Blogs & Comment

Toxic asset buyback plan revealed

The long awaited toxic asset buyback initiative has finally arrived. U.S. Treasury secretary Timothy F. Geithnerrevealed the plan today, which involves the government and private investors purchasing the bad assets from financial institutions that have caused this economic meltdown.
The New York Times offers a good explainationon how it works: “A pool of bad residential mortgage loans with a face value of, say, $100 is auctioned by the F.D.I.C. Private investors would submit bids. In the example, the top bidder, an investor offering $84, would win and purchase the pool. The F.D.I.C. would guarantee loans for $72 of that purchase price. The Treasury would then invest in half the $12 equity, with funds coming from the $700 billion bailout program; the private investor would contribute the remaining $6.
“For a relatively small equity exposure, the private investor thus stands to make a considerable return if prices recover. The government will make a gain as well.

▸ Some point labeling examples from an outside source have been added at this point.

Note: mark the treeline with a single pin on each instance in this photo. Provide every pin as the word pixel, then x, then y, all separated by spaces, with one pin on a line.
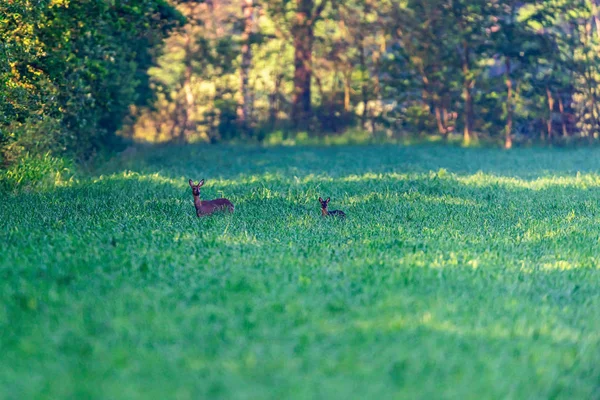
pixel 499 70
pixel 74 73
pixel 71 69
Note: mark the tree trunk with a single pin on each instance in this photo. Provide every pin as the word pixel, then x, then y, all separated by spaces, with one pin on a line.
pixel 550 110
pixel 468 134
pixel 245 101
pixel 509 106
pixel 303 42
pixel 563 121
pixel 364 92
pixel 347 90
pixel 186 125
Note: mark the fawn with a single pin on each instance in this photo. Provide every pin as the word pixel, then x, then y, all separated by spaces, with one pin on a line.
pixel 333 213
pixel 210 206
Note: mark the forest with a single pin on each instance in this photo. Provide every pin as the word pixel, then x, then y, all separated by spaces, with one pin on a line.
pixel 80 77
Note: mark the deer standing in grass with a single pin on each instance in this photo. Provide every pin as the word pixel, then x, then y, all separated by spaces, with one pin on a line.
pixel 332 213
pixel 210 206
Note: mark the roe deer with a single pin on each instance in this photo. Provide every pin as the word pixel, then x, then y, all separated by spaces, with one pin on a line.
pixel 210 206
pixel 332 213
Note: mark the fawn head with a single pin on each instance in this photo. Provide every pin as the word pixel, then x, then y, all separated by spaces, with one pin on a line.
pixel 324 202
pixel 196 188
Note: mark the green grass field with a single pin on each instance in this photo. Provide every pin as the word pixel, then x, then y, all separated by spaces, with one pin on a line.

In the worst case, the bulk of the risk would fall on the government. The presumption, of course, is that the auction will lead to realistic purchase prices.”
So far the markets are responding favourably the Dow is up 286 points, while the S&P/TSX Composite Index has climbed 366 points. (That also has to do with the Suncor/Petro-Canada merger announced this morning.)
While the plan doesn’t directly affect Canada our banks have nearly no toxic assets on their books, at least compared with the U.S. what’s good for America is good for us.
I spoke to TD economistRichard Kelly this morning about the plan, and he seems to think it’s a good one. “It sounds promising,” he told me. “It offers up a lot of government gurantees, a lot of government matching and a lot of buying power. It’s the most intriguing plan we’ve seen in months.”
He’s right, it does seem a lot more original than throwing billions at infrastructure projects, and conceptually it could work. The most intriguing part of the plan is that it will finally force the market to put a price on the bad assets. That’s been the biggest hurdle in getting these investments off the books. Because no one could decide how much the assets were worth, it was impossible for investors to buy them.
“That’s been the main drawback,” Kelly explains. “There’s been no way to come to a price. But if you get enough people bidding in the process, they’ll find that price. ”
Now we wait and see if the American government has finally figured out how to get its economy and ours back on track.